The opportunity to write
Hors d’Oeuvre and Canapés
arose through the good graces of a social butterfly named Jeanne Owen, the secretary and day-to-day manager of the International Wine and Food Society chapter that
operated out of Crosby Gaige’s office. The American-born but Paris-raised Owen saw promise in Beard and took him under her wing, educating him about French cookery and securing him the book contract. The book, however, was the undoing of Beard’s partnership with Bill Rhode, who resented Beard’s solo effort to profit off the business and his references in the text to “my shop”; upon joining the staff of
Gourmet
as an editor in 1943, Rhode saw to it that Beard didn’t write for the magazine, and this blacklisting lasted until Rhode’s death in 1946.
While
Hors d’Oeuvre and Canapés
was a minor work, it sold well enough to prompt its publisher, M. Barrows & Company, to commission
Cook It Outdoors
, Beard’s paean to grilling. The book had sixteen different recipes for barbecue sauce and twelve for hamburgers, but it was no Dave Thomas–style sop to dumb, torpid lugs; it included, audaciously for the time, a recipe for a “Pascal Burger” of ground lamb and lamb kidneys and a “Bagdad
[sic]
Burger” served between two slices of grilled eggplant. There were also elaborate instructions on how to build one’s own backyard barbecue pit, and a recipe entitled “If You Should Run Over an Old Hen” that began, “Such things happen, this running over a farmer’s hen …” Clearly, Beard was eager to get the fellas involved in the dying art of home cookery, too, by appealing to their machismo.
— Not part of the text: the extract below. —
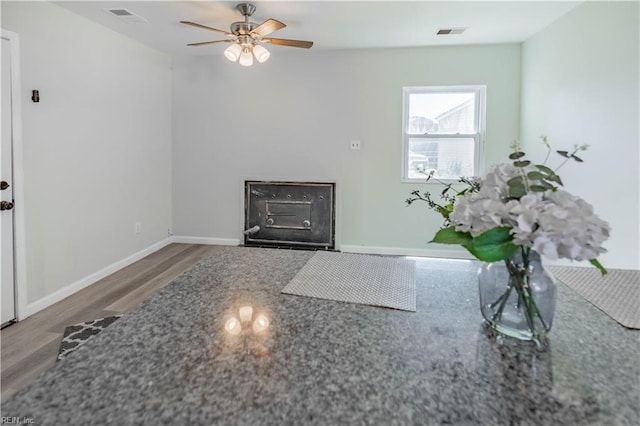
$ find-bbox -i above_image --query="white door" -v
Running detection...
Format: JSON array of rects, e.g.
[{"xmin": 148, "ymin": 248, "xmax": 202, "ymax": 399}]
[{"xmin": 0, "ymin": 37, "xmax": 16, "ymax": 324}]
The jacket copy, if anything, protested too much: “It is a man’s book written by a man who understands not only the healthy outdoor eating and cooking habits, but who is an expert at the subtle nuances of tricky flavoring as well … A good workable book that will take a heck of a lot of wear and be a darned good companion to the outdoor cook.”
“It’s very important that Jim was a man,” says Barbara Kafka. “That’s how he made a difference. Historically, you had cookbooks and cookery writing by two groups of people, women and chefs. And, as in so many things, Jim was a crossover person. Also, because he wasn’t afraid to be enthusiastic, he went right to the heart of people. His real talent was for the American voice.” Beard’s considerable girth, far from turning people off, abetted his crossover appeal, because he wasn’t some fussy schoolmarm or a flaming gadabout like the tails-wearing, Rolls-Royce-driving Lucius Beebe.
“He was not seen as gay by the public,” Kafka says. “If they’d met Jim in person, they might not have been so sure, but he was just seen as a big man, and big is good, in terms of cooking.”